After a few repairs in Cabo (and more than a few beers), and after the pacific settled down once Hurricane Patricia made a hard right turn into Mexico the crew continued their track south. Plan was to head down to Puerto Chiapas and check out of Mexico, then continue down to Costa Rica and camp out there for a couple of weeks while our captain took a break back to the states.
Fire is a huge concern on a boat, but second to that is hitting something. Glad to hear that the boat did not catch fire, but what it did do one late, dark night was hit something. For a detailed first person account head over to http://www.lifesbigvoyage.blogspot.com/2015/11/the-storm.html
It became pretty clear pretty quickly that the port stabilizer fin had hit something really, really hard. Turned the boat to port and heeled over pretty far for a few seconds. As designed the ABT stabilizer system alarmed and went off-line. Also as designed the crew was able to reset the system and reactivate the stabilizers which seemed to go back to work just fine. But it was clear something had done LFB wrong, the engineer felt a “slight vibration” and the decision was made to head to Ixtapa and find out just how bad the problem was.
Once they had a chance the captain dived on the boat and reported back with the bad news. The port stabilizer fin was badly damaged and would likely need replacement; he also was concerned that the stabilizer shaft might be bent as well. With that bad news I called the gang at ABT, who had been so helpful during our survey. Their initial response was more comforting, – no way was the shaft bent, it was designed to take a massive hit that would likely crack the mounts in the boat before bending the shaft. They said a replacement fin would take 3-4 weeks but the chances were very good the existing fin could be repaired on site – they suggested hauling the boat out and sending them pictures of the damage. The crew was already in the process of having the local boat yard haul, the captain and engineer wanted to make sure the freshly balanced and painted prop had not been damaged. Remember how clean it looked when it was first painted?

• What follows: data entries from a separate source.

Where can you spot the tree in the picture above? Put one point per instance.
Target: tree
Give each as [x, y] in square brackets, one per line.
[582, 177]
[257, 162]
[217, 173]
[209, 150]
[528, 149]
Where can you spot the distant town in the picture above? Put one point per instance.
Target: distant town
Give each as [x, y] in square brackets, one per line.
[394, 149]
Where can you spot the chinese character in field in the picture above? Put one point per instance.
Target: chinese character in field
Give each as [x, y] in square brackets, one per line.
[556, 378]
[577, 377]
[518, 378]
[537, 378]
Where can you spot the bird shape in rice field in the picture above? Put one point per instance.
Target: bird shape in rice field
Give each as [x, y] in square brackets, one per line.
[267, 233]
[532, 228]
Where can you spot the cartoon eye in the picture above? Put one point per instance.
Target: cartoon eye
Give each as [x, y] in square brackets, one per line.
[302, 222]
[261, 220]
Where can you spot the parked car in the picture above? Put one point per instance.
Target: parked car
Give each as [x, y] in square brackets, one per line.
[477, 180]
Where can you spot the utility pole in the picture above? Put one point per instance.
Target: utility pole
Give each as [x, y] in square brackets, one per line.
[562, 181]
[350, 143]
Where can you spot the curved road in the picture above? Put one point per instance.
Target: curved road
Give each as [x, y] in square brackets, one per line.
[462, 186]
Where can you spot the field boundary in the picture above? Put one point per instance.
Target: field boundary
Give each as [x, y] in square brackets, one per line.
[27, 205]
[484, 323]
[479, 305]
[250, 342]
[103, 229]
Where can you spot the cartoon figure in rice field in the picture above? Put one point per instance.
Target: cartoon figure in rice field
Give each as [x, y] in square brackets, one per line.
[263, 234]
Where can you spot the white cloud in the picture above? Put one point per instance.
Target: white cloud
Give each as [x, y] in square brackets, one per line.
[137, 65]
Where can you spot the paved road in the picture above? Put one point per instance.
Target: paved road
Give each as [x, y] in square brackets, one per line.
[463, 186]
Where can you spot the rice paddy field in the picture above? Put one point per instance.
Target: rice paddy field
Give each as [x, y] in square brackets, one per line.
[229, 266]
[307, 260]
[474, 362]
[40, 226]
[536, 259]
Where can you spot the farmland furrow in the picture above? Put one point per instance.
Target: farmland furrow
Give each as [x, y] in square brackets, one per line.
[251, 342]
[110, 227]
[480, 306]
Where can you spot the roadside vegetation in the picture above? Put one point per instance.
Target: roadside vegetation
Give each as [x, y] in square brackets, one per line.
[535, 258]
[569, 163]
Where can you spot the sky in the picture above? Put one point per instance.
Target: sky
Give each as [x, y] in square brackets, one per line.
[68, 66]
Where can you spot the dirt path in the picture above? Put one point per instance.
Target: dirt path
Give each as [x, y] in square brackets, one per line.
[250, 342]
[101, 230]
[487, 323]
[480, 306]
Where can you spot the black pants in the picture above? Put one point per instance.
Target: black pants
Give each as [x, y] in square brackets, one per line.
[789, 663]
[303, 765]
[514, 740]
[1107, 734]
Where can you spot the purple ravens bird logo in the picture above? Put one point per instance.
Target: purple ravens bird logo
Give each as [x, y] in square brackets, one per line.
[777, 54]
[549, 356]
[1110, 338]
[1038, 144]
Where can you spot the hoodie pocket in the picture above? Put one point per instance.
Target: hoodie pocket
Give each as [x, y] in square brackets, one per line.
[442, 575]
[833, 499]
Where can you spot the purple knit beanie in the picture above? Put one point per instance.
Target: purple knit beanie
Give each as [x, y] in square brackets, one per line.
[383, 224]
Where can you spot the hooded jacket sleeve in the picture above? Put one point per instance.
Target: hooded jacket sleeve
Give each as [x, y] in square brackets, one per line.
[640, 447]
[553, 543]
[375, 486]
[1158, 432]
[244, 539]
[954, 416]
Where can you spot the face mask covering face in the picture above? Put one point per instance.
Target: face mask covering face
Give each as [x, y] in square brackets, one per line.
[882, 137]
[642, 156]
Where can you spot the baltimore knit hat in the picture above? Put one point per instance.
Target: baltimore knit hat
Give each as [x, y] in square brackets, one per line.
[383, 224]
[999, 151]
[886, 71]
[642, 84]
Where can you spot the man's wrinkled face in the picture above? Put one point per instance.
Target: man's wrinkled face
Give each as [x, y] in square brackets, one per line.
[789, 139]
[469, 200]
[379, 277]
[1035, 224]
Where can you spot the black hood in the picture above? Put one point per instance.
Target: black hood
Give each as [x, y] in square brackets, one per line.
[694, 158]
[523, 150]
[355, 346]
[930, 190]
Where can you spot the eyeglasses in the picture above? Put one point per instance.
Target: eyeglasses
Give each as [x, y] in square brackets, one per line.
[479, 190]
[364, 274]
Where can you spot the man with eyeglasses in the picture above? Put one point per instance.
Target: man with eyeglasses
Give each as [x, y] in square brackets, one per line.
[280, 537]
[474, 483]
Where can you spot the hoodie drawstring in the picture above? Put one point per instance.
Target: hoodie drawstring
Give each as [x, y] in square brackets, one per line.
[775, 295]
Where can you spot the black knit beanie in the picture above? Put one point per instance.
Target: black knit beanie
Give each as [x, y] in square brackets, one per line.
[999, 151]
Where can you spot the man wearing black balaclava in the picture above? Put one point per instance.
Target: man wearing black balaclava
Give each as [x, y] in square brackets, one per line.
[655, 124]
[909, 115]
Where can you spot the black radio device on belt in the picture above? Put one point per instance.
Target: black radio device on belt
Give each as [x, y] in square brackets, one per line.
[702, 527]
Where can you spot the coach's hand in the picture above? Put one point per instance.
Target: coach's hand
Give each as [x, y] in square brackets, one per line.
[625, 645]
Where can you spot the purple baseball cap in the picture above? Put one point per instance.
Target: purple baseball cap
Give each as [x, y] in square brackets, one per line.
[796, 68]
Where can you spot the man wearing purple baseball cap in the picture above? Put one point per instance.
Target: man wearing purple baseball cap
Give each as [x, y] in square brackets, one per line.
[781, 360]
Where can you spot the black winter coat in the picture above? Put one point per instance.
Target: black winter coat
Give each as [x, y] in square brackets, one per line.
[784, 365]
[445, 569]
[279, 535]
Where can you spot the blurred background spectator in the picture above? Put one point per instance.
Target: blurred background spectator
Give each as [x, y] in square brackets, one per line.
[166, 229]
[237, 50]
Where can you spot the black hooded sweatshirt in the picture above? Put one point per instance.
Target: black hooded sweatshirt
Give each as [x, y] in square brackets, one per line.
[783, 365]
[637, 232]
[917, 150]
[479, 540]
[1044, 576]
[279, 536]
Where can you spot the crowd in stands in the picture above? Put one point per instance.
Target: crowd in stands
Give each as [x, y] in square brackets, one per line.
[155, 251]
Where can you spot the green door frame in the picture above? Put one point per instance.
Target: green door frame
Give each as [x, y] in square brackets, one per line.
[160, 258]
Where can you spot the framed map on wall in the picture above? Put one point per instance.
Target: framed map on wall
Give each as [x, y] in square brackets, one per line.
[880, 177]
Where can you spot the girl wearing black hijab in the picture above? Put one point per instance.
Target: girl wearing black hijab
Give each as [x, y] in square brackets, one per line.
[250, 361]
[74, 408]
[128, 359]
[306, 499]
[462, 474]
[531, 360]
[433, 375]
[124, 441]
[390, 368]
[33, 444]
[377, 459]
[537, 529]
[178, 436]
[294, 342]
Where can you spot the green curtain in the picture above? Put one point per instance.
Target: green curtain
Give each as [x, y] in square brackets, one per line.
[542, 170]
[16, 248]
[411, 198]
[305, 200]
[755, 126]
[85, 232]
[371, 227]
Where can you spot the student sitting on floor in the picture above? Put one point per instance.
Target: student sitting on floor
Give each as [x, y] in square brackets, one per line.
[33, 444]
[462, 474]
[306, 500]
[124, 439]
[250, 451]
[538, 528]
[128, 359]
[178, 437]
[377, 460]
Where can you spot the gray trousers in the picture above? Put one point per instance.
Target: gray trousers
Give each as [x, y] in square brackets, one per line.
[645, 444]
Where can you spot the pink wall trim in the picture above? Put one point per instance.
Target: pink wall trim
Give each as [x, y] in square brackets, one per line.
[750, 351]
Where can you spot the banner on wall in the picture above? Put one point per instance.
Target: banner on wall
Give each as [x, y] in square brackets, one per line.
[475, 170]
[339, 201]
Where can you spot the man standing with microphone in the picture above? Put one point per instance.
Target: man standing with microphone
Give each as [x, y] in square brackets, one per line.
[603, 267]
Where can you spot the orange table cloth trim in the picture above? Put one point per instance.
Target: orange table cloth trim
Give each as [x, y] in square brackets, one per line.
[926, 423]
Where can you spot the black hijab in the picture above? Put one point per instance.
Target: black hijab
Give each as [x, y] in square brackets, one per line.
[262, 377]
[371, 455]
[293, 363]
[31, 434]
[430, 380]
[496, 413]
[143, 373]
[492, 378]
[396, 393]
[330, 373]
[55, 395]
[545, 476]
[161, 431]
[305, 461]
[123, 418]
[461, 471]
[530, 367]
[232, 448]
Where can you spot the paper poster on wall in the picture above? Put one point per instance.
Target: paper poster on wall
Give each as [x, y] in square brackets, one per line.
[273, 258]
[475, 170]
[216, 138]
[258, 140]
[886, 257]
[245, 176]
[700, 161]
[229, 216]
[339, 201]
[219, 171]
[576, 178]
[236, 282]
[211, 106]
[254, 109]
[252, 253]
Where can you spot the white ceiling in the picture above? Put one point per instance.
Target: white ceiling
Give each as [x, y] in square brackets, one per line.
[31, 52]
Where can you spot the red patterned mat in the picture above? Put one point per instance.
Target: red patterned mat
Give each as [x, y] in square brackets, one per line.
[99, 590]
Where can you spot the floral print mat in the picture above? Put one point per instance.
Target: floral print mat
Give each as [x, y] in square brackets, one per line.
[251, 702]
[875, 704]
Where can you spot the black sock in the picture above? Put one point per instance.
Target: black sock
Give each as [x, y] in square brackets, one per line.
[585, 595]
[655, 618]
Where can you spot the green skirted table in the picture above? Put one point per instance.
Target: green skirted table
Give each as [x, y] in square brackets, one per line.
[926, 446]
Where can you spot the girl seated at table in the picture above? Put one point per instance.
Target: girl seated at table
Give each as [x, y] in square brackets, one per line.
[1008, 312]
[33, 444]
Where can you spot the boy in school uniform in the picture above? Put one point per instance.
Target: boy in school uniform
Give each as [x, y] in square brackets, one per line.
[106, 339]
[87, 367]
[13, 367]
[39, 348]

Within an hour of our request LFB was back on the hard and blocked, pictures taken and sent off to Paul and Steve at ABT. Immediately I got an email telling me they believed the fin could be repaired on the boat (happens all the time they said) and giving us detailed instructions about how to prep, repair and paint. As I was getting the instructions from ABT the husband of the boat yard manager wandered by LFB, took a look at the fin and told our Captain, “I can fix that, no problem”. Turns out he was the local craftsman for all things fiberglass and gelcoat. And fix it he did. In just 48 hours (including epoxy dry time) it went from this:
After the epoxy dried they put a coat of bottom paint on and we were ready to go. We had him fix a few other bumps on the boat while he was at it and the inspection of the rest of the running gear showed no other signs of damage.
We were lucky in a number of ways. First, that whatever we hit did not take out something more critical or difficult (or expensive) to fix. Second, that the boat yard at Ixtapa was able to take the boat in almost immediately and that they had the expert we needed when we needed him. And third, we were lucky, once again to have the folks at ABT at our disposal. Many companies would have sold us a new, expensive part and we would have been down for several weeks awaiting its arrival. But ABT, at no cost, took our phone calls, analyzed the problem and gave us detailed instructions regarding the fix that saved us a lot of time and money. There are not many businesses that operate that way. This is just one example of the great community that has built up around the Nordhavn brand.